O magistrado fixou prazo de 15 dias para a companhia rever as documentações, mas a rede não se posicionou desde então.
Crise no varejo farmacêutico
Crise no varejo inclui também denúncias trabalhistas
A crise no varejo e que envolve a Bifarma repete roteiros como a da Poupafarma ao respingar também nos cerca de 1.800 funcionários e colaboradores. Nos últimos dias, a redação do Panorama Farmacêutico teve acesso a inúmeras denúncias trabalhistas.
Entre as acusações está o pagamento de R$ 500 a menos em relação ao piso salarial dos práticos de farmácia. A falta de regularidade no fornecimento dos holerites também seria um procedimento padrão. E colaboradores demitidos revelaram que a homologação é feita às escondidas em outros sindicatos, como estratégia para não arcar com todos os direitos.
Mas o imbróglio é antigo. Desde 2018, entidades como o Sindfarmaor recebem essas denúncias e outras como o desconto das contribuições dos profissionais sem repasse para o sindicato. Além disso, queixas sobre não fornecimento de convênio médico e vale-refeição são comuns.
Para piorar o cenário, a Bifarma teria como rotina criar cargos inexistentes na convenção coletiva para permitir a redução pela metade dos salários de gerentes.
Da busca de franquias a envolvimento em sonegação
Em 2017, a Bifarma ostentava com orgulho a estruturação de uma divisão de franquias para acelerar seus planos de crescimento.

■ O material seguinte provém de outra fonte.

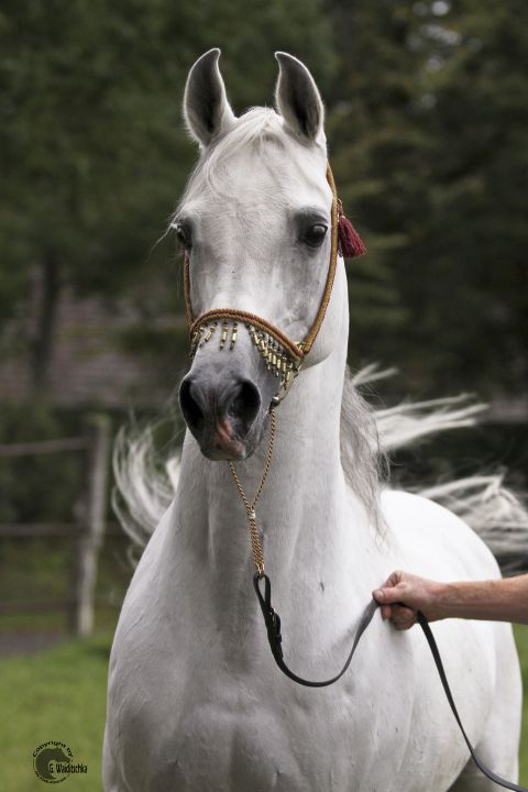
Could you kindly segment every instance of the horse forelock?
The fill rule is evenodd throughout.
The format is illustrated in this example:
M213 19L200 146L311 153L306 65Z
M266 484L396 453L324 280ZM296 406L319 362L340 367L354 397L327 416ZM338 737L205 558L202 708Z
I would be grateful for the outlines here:
M284 160L285 168L293 168L299 177L310 180L312 164L309 163L310 153L317 152L321 167L315 174L315 178L326 182L326 150L319 144L310 146L296 140L284 127L283 118L273 109L267 107L254 107L240 116L235 123L228 131L219 135L202 152L195 169L193 170L182 200L175 212L175 217L182 207L196 196L206 194L212 197L235 198L235 193L229 195L229 187L226 186L226 175L229 165L240 161L244 154L257 153L265 163L271 152L278 152ZM288 191L280 189L282 180L279 173L276 173L276 187L271 198L275 204L287 202ZM248 173L250 179L252 174ZM237 189L237 188L234 188ZM228 191L227 191L228 190ZM268 196L263 196L267 200Z

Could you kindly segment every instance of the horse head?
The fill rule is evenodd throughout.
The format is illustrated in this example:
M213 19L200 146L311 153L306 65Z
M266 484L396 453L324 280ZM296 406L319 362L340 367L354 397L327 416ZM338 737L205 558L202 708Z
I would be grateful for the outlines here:
M330 354L342 320L333 304L342 300L326 310L337 202L314 78L295 57L276 53L276 110L238 118L219 56L211 50L195 63L184 98L200 160L173 220L194 355L179 400L207 458L240 460L261 442L271 406L300 365ZM344 282L340 260L341 271Z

Mas no mesmo ano o Ministério Público dava início à Operação Monte Cristo para monitorar uma organização criminosa que reunia mais de 100 farmácias reais ou de fachada, distribuidoras e até um fiscal da Secretaria da Fazenda de São Paulo (Sefaz-SP).
A investigação teve uma segunda fase intensa em outubro de 2020, com 88 mandados de busca e apreensão em 32 municípios de Goiás, Minas Gerais e São Paulo. A polícia encontrou R$ 9,5 milhões em espécie na casa do ex-sócio da Bifarma, Marcos Della Coletta. Estima-se que a fraude tenha desviado mais de R$ 10 bilhões dos cofres públicos.

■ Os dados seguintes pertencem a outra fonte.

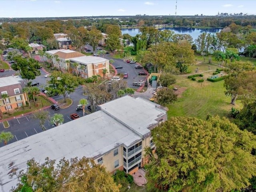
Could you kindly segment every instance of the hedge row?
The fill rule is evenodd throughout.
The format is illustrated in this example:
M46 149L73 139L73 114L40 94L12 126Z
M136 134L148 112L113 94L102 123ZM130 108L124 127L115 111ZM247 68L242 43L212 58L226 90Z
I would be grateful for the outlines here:
M195 74L194 75L190 75L189 76L188 76L188 78L189 79L191 79L193 77L202 77L204 76L204 75L202 74Z
M217 82L218 81L221 81L224 79L224 77L220 77L218 78L215 78L215 79L211 79L210 78L207 78L207 80L210 81L211 82Z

Os promotores relatam que o esquema driblava o pagamento do ICMS para obter alíquotas mais vantajosas em outros estados. Para não pagar mais em São Paulo, os suspeitos enviavam os medicamentos para Goiás. De lá, a mercadoria era levada de volta para São Paulo, onde distribuidoras fantasmas recolhiam o imposto. Quando o fisco chegava para cobrar, essas empresas já não existiam, não tinham patrimônio ou não se encontrava nenhum sócio.

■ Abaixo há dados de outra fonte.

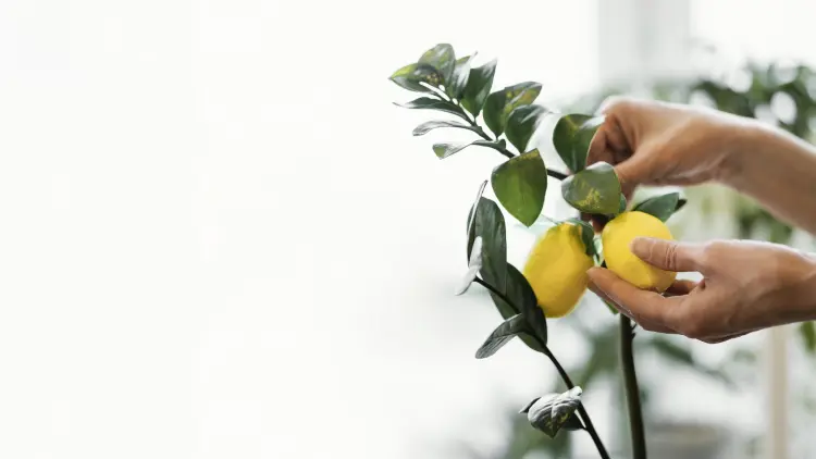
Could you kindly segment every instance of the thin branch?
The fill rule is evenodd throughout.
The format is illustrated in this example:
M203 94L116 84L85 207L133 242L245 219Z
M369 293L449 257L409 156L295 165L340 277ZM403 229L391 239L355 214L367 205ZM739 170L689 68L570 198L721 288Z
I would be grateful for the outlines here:
M484 282L482 278L477 277L474 282L497 297L499 297L504 302L506 302L510 309L514 310L517 314L519 313L520 309L518 306L516 306L512 301L510 301L507 296L505 296L503 293L498 291L496 287L492 286L491 284ZM549 350L546 343L544 343L541 338L539 338L535 335L531 335L533 339L535 339L536 343L544 349L544 353L549 358L549 361L553 362L556 370L558 371L558 374L561 376L561 380L564 381L564 384L567 385L567 388L572 388L576 385L572 384L572 380L569 377L569 374L567 374L567 371L561 367L561 363L558 361L558 359L555 358L555 355ZM581 420L583 420L583 423L585 425L586 432L590 433L590 436L592 437L592 442L595 443L595 447L597 448L598 454L601 455L602 459L609 459L609 454L606 452L606 447L604 446L604 443L601 441L601 437L597 434L597 431L595 431L595 426L592 424L592 419L590 418L590 413L586 412L586 409L583 407L582 402L579 402L578 405L578 412L581 414Z
M634 371L632 355L632 323L628 317L620 314L620 360L623 371L623 384L629 408L629 426L632 433L632 459L646 459L646 437L643 433L643 412L641 394L638 387L638 375Z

Mas para que esse esquema funcionasse, uma das figuras importantes era David Mariano Fagundes, fiscal da Sefaz-SP que solicitou aposentadoria logo após ter conhecimento das investigações. Segundo a delação, ele propôs uma consultoria para as empresas do esquema, usando o escritório do sobrinho Michel Domingos, e teria ganho R$ 148 mil para acobertar a sonegação. Até sua irmã foi usada como laranja.
A redação tentou contato com a administração da rede, mas não teve sucesso até o fechamento dessa reportagem.